Flüchtlingsanerkennung für "Influencerin" aus dem Irak:

Schutzsuchende Frauen, die sich im Internet sehr "westlich" präsentieren, gehören zur sozialen Gruppe irakischer Frauen, deren Identität westlich geprägt ist. Hierzu zählt auch ein am westlichen Konsumdenken orientiertes Betreiben eines Youtube-Channels und Instagram-Accounts (hier: Schmink-Tipps und Vorstellen von Pflegeprodukten ohne Schleier, 23.000 Follower).

(Leitsätze der Redaktion; unter Bezug auf VG Hannover, Urteil vom 10.12.2018 - 6 A 6837/16 - asyl.net: M26982)
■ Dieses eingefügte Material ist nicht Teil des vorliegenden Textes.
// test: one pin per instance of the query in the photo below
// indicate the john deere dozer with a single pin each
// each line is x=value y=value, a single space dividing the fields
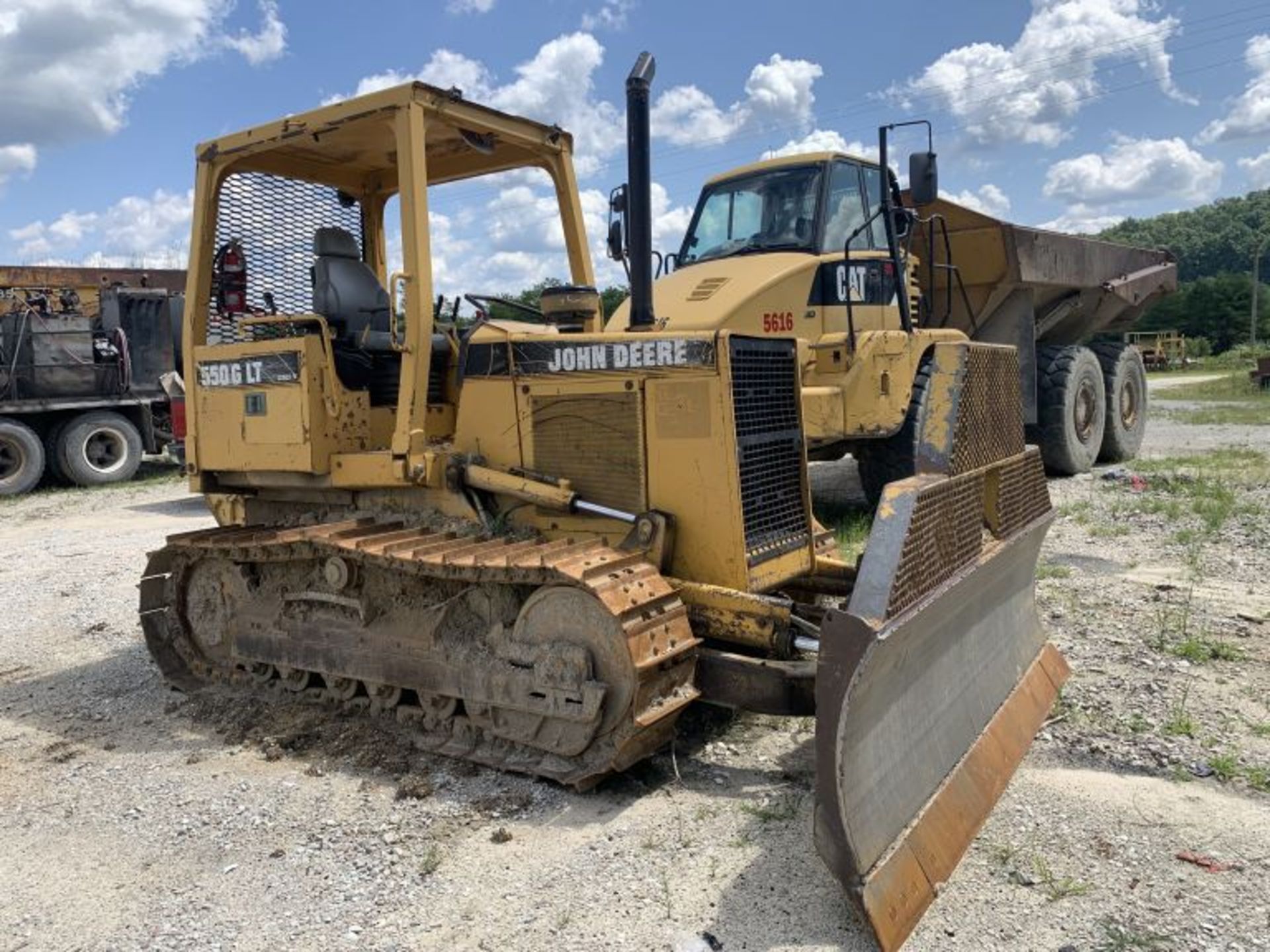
x=539 y=541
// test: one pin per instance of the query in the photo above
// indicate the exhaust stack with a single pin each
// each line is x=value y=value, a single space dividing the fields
x=639 y=202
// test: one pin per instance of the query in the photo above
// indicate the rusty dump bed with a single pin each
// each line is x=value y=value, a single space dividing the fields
x=1071 y=286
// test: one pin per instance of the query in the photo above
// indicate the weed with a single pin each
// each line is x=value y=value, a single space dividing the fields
x=431 y=859
x=1198 y=649
x=1049 y=571
x=1226 y=767
x=1109 y=530
x=1056 y=888
x=1257 y=778
x=1180 y=724
x=1123 y=938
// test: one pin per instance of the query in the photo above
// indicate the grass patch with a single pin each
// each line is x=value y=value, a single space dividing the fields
x=850 y=528
x=1180 y=724
x=1127 y=938
x=1257 y=778
x=1231 y=386
x=1251 y=414
x=431 y=859
x=1226 y=767
x=1057 y=888
x=1198 y=649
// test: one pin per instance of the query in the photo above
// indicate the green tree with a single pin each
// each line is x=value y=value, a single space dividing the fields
x=1217 y=309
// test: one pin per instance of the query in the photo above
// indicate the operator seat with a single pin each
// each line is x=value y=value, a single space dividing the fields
x=347 y=292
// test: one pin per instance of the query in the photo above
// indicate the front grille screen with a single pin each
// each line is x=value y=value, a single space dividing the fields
x=765 y=393
x=596 y=441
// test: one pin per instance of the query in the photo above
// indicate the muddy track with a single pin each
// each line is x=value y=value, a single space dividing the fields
x=501 y=716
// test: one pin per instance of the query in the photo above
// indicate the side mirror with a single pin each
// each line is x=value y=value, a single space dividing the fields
x=616 y=239
x=923 y=178
x=616 y=249
x=900 y=221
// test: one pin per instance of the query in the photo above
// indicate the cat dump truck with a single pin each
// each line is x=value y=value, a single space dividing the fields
x=814 y=247
x=539 y=541
x=88 y=382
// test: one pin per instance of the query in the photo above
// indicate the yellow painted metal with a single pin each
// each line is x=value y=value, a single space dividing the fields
x=517 y=487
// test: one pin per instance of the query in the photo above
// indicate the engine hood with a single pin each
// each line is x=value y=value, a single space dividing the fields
x=704 y=296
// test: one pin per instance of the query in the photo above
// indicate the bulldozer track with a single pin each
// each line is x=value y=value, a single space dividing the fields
x=653 y=622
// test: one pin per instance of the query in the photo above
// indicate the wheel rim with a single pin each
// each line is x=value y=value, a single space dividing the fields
x=1086 y=411
x=13 y=457
x=1128 y=404
x=105 y=450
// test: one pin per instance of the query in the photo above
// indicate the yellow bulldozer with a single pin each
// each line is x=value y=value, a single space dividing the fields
x=539 y=541
x=810 y=247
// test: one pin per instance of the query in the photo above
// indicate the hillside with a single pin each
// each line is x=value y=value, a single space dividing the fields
x=1214 y=245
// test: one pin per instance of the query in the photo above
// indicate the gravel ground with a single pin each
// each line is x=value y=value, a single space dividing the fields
x=135 y=818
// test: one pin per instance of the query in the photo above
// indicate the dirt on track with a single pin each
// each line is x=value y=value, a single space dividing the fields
x=136 y=818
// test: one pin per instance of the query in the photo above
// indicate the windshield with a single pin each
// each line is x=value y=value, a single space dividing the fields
x=774 y=210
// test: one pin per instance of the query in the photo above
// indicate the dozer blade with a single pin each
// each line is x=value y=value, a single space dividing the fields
x=931 y=686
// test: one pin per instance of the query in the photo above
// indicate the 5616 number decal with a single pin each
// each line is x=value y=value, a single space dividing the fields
x=778 y=323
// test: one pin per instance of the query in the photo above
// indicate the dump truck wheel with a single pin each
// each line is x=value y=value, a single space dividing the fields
x=1126 y=381
x=884 y=461
x=22 y=457
x=97 y=448
x=1071 y=409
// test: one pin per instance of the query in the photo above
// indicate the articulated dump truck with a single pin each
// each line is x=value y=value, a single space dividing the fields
x=539 y=541
x=810 y=247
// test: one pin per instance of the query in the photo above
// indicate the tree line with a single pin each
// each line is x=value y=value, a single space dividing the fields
x=1214 y=247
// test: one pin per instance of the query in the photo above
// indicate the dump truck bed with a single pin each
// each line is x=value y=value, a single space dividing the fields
x=1071 y=286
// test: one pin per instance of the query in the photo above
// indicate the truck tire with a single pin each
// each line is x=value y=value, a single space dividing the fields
x=1071 y=409
x=1124 y=379
x=99 y=447
x=22 y=457
x=882 y=461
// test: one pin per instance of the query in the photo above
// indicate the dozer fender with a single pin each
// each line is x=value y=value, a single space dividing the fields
x=934 y=681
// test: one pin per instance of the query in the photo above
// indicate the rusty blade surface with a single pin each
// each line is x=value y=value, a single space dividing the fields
x=921 y=721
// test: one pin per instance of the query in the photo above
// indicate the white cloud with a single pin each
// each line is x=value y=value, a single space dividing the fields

Schlagwörter: Irak, Frauen, geschlechtsspezifische Verfolgung, Verwestlichung, Youtube, Influencerin, Influencer, Instagram, Youtube-Channel, Nachfluchtgründe, subjektive Nachfluchtgründe, Einzelverfolgung wegen Gruppenzugehörigkeit, westlicher Lebensstil,
Normen: AsylG § 3 Abs. 1, AsylG § 3a Abs. 1, AsylG § 3a Abs. 2 Nr. 1, AsylG § 3b Abs. 1 Nr. 4, AsylG § 3c, AsylG § 3d, AsylG § 3a Abs. 3, AsylG § 3b Abs. 2, EMRK Art. 3, AsylG § 28 Abs. 1a,
Auszüge:

[...]

Die Klägerin wäre aufgrund ihrer Zugehörigkeit zur sozialen Gruppe irakischer Frauen, deren Identität westlich geprägt ist (§ 3b Abs. 1 Nr. 4 HS 1 AsylG), im Fall der Rückkehr in den Irak mit beachtlicher Wahrscheinlichkeit einer Verfolgung im Sinne des § 3a Abs. 1, Abs. 2 Nr. 1 AsylG durch staatliche Akteure ausgesetzt. [...]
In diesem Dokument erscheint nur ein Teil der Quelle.